Cheryl Clark, for HealthLeaders Media, July 25, 2013

Tilburt and colleagues launched the survey project in June, 2012 because, he says, physicians largely direct the intensity and extent of the care their patients receive, and as such are increasingly looked upon to be good stewards, and avoid advising unnecessary tests and procedures.  

"The landscape is changing so much, we felt it was reasonable to get a baseline to assess physicians' opinions in depth," he says.  

The questionnaire prompted 2,556 doctors to identify which segments of the healthcare industry—trial lawyers, insurers, pharmaceutical and device manufacturers, hospitals, patients, government, individual doctors, professional societies or employers—had "major," "some," or "no" responsibility to reduce healthcare costs.  

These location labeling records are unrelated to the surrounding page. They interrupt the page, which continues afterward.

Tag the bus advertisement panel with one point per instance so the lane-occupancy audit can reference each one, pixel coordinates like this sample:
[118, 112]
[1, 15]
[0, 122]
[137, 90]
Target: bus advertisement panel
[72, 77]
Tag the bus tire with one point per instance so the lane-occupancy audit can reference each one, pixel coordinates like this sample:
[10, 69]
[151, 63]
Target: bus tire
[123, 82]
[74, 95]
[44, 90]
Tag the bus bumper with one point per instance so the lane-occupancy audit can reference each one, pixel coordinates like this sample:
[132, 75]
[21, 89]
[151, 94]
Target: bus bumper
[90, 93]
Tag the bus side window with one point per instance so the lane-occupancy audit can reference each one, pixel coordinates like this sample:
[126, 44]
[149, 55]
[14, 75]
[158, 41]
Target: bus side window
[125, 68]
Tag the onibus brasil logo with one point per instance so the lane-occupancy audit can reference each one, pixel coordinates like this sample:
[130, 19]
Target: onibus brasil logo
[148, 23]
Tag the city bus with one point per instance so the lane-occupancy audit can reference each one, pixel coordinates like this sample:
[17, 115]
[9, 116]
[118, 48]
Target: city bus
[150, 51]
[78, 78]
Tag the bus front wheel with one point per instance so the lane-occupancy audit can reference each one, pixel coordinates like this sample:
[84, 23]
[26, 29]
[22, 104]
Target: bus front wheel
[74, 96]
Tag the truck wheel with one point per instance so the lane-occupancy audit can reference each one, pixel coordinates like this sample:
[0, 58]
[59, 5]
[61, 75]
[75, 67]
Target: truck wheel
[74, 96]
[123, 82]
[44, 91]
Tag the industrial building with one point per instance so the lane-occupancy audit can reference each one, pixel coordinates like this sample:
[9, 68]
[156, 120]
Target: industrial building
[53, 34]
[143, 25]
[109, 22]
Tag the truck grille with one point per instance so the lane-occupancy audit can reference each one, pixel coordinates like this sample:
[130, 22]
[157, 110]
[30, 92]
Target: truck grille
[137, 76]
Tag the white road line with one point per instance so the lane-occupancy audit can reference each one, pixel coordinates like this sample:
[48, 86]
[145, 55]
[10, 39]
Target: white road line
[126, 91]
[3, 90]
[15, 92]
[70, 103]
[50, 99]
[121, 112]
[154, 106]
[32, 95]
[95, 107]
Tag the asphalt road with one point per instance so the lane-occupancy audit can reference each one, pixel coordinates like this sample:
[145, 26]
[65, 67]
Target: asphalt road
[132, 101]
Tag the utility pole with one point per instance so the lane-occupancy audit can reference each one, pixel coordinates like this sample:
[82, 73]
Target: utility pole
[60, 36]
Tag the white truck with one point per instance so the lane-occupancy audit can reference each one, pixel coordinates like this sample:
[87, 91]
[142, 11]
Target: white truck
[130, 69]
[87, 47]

Responders also were asked whether they were "very," "somewhat," or "not" enthusiastic about the ability of certain strategies to reduce costs, such as continuity of care, rooting out fraud and abuse, coordinating care, preventive care, expanding EHR, expanding quality and safety data access, or promoting trials of competing treatments.

The survey findings are published in the Journal of the American Medical Association.

Tilburt says one finding from the survey surprised him, and indicated that physicians may be talking "out of both sides of their mouths" in the way they answered two questions.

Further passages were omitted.